Ce qu’il faut retenir:
- Un nouveau black cab en 2027. Le lancement britannique est prévu au second semestre.
- Une conception entièrement repensée. Le taxi sera développé spécifiquement pour les exigences de Londres.
- Le TX tire sa révérence. Son assemblage final s’achève afin de préparer l’usine au futur modèle.
- L’accessibilité restera prioritaire. Chauffeurs, passagers et personnes à mobilité réduite sont au cœur du projet.
- Geely maintient son engagement. Le groupe a investi plus d’un milliard de livres dans LEVC depuis 2013.
- Une icône londonienne renouvelée
Le taxi noir londonien s’apprête à ouvrir un nouveau chapitre. LEVC, pour London Electric Vehicle Company, annonce l’arrivée de la prochaine génération de son emblématique «black cab» au Royaume-Uni durant le second semestre 2027.
Encore peu connue du grand public en dehors de la Grande-Bretagne, LEVC est l’héritière des constructeurs historiques du taxi londonien. La marque, désormais contrôlée par le groupe chinois Geely, conçoit des véhicules dédiés au transport urbain professionnel depuis plus d’un siècle. Elle est notamment spécialisée dans les taxis accessibles aux personnes à mobilité réduite.
Un successeur entièrement nouveau pour le TX
Le futur modèle remplacera le TX, commercialisé depuis 2018. Ce dernier est un taxi électrique à prolongateur d’autonomie: ses roues sont entraînées par un moteur électrique, tandis qu’un moteur à essence peut produire de l’électricité lorsque la batterie est déchargée. LEVC affirme avoir vendu plus de 12.000 exemplaires du TX dans le monde. Selon le constructeur, son utilisation aurait permis d’éviter le rejet de plus de 450.000 tonnes de CO₂ et de réduire de 60% les émissions de NOx de la flotte de taxis londoniens.
Le remplaçant ne sera pas une simple évolution. LEVC indique qu’il sera conçu et développé depuis une feuille blanche afin de respecter les «Conditions of Fitness» de Transport for London. Ces règles déterminent notamment les dimensions, la maniabilité, la robustesse et l’accessibilité imposées aux taxis agréés dans la capitale britannique.
Une silhouette familière, mais modernisée
Les premières esquisses montrent que LEVC ne compte pas bouleverser l’identité visuelle du «black cab». La silhouette haute et immédiatement reconnaissable devrait être conservée, tout en adoptant un traitement plus moderne.

Le constructeur promet également des progrès en matière de technologie, de durabilité et de facilité d’utilisation. L’aménagement continuera d’être étudié autour des besoins des chauffeurs, des passagers, des gestionnaires de flotte et des personnes à mobilité réduite. Les caractéristiques techniques, dont la motorisation et l’autonomie, restent toutefois secrètes.
La production du TX s’arrête
L’assemblage final du TX doit prendre fin dès ce mois-ci. Cette interruption permettra à l’usine LEVC d’Ansty, près de Coventry, de préparer la production du nouveau taxi, attendue en 2027.
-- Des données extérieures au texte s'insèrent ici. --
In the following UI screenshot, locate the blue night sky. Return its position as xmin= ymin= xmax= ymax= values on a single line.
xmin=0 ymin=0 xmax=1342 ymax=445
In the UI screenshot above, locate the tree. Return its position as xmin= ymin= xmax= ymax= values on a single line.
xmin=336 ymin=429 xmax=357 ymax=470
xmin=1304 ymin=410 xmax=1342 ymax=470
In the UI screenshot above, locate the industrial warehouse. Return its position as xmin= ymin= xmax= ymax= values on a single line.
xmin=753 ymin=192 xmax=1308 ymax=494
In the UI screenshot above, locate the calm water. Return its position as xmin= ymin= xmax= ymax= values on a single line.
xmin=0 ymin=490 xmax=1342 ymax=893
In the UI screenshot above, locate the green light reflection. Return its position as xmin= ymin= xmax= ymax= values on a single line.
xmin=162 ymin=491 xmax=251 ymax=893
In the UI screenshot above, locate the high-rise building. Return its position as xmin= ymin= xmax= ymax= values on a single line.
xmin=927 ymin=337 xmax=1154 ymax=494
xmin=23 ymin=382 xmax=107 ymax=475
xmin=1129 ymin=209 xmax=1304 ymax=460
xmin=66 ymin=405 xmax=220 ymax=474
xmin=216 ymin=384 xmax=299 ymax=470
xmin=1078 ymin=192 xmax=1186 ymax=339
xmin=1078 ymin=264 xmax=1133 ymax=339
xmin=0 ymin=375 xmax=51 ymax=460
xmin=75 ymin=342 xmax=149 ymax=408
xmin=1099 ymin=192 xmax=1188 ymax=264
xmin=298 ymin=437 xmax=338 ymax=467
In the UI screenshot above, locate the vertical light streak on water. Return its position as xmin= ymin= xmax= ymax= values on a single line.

La marque précise que l’entretien, l’approvisionnement en pièces et l’assistance technique destinés aux TX déjà en circulation seront maintenus. Depuis sa prise de contrôle en 2013, Geely aurait investi plus d’un milliard de livres sterling (± 1,17 milliards d’euros) dans le développement de LEVC. Le prochain «black cab» combinera ainsi l’expérience britannique du taxi professionnel avec les technologies et les moyens industriels du groupe chinois.
Ce qu’il faut savoir sur les black cabs
L’histoire des taxis londoniens remonte au XVIIe siècle et aux hackney carriages, des voitures hippomobiles proposées à la location. Le premier taxi électrique londonien apparaît dès 1897, mais sa carrière ne dure que deux ans. Le black cab moderne naît véritablement en 1948 avec l’Austin FX3. Sa peinture noire, alors la finition standard la moins chère, lui donne son surnom, même si cette couleur n’a jamais été obligatoire. Lancé en 1958, l’Austin FX4 impose ensuite la silhouette devenue emblématique: pavillon haut, calandre verticale et habitacle spacieux. Il restera en production durant près de quarante ans, avant les TX1, TXII et TX4.Le black cab répond à un cahier des charges strict fixé par Transport for London: rayon de braquage très court, grande robustesse, accès aisé et transport d’un fauteuil roulant. Ses chauffeurs doivent aussi réussir le redoutable Knowledge, un examen imposant une connaissance approfondie des rues et itinéraires de Londres.